ABOUT THE GAME
The Zoning Game is an interactive board game created to engage the public in the zoning process in a collaborative and constructive format. The game invites the public to learn how zoning shapes a community and allows them to develop and present ideas for rezoning an imaginary neighborhood, while connecting and collaborating with other members of the community. Through this process, public engagement is increased, relationships are strengthened, and the City gets invaluable feedback.
PLAYING THE GAME
Made up of a felt game board and felt tiles, players work together to “develop” lots – deciding what land uses belong where and at what scale – to create their ideal neighborhood (paper versions of the game are also available). Neighborhood guides showing real Detroit neighborhood land use examples are provided and help guide decision-making. A group conversation guided by a facilitator provides an opportunity for players to present, discuss and analyze the neighborhood the group created.

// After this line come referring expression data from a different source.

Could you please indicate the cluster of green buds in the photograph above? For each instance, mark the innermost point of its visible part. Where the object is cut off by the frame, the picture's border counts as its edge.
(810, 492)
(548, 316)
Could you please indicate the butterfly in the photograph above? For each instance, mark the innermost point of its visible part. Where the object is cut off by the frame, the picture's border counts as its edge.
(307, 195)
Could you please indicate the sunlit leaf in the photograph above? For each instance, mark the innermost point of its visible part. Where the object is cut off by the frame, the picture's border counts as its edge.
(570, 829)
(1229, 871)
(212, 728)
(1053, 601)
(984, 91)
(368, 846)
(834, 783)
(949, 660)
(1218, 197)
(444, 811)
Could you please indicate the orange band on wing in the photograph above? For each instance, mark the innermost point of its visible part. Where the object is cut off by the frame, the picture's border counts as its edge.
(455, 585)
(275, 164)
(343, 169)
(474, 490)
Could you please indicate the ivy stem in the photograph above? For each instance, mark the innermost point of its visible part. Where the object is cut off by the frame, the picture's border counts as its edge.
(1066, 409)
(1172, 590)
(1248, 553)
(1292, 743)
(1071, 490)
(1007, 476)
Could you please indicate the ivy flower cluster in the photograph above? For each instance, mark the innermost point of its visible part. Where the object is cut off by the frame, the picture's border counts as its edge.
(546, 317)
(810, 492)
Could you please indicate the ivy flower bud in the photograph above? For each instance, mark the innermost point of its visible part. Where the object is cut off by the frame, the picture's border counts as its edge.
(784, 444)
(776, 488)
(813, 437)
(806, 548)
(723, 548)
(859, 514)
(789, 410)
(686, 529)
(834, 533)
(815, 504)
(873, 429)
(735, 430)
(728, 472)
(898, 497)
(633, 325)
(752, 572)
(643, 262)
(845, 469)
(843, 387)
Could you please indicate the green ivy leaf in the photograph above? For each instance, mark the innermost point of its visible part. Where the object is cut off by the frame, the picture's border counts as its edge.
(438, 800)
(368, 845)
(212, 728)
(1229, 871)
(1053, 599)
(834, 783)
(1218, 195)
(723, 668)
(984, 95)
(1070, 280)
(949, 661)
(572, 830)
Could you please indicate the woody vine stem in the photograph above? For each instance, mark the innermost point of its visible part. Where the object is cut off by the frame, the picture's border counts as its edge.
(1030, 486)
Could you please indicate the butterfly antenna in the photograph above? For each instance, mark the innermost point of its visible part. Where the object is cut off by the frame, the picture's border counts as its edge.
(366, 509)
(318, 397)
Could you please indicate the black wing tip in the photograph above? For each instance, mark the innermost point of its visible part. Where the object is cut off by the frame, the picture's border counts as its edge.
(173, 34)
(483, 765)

An estimated 200 players have already played the Zoning Game at about 10 public meetings. Many recurring themes and topics have emerged through the process, including: parking and parking lot design; the need for more neighborhood schools; allowing for more mixed-uses, especially in residential areas; appropriate uses for commercial corridors; and the need for separating industrial uses from residential and other sensitive uses.
HOW TO PLAY:
Below are the basic materials and rules of play for the Zoning Game. Be sure to check out the full list of instructions and important questions asked during game play. Click on the highlighted materials to see example pieces of the game.
- Neighborhood game board
- One set of development tiles
- Facilitator question sheet
- Participant question sheets
- Sample neighborhood guides
Rules of Play:
- Teams are made up of 2-6 players
- Players take turns. The player decides what types of development they want to place in the neighborhood, with the help and input from the rest of the group.
- Players continue taking turns until the board is full, or the facilitator calls time.
- Players fill out the question sheets, answering questions about the neighborhood they created. How do they think their neighborhood turned out? What do they think could be improved? Could this neighborhood work in Detroit?
- The facilitator leads a group conversation where players can discuss their neighborhood.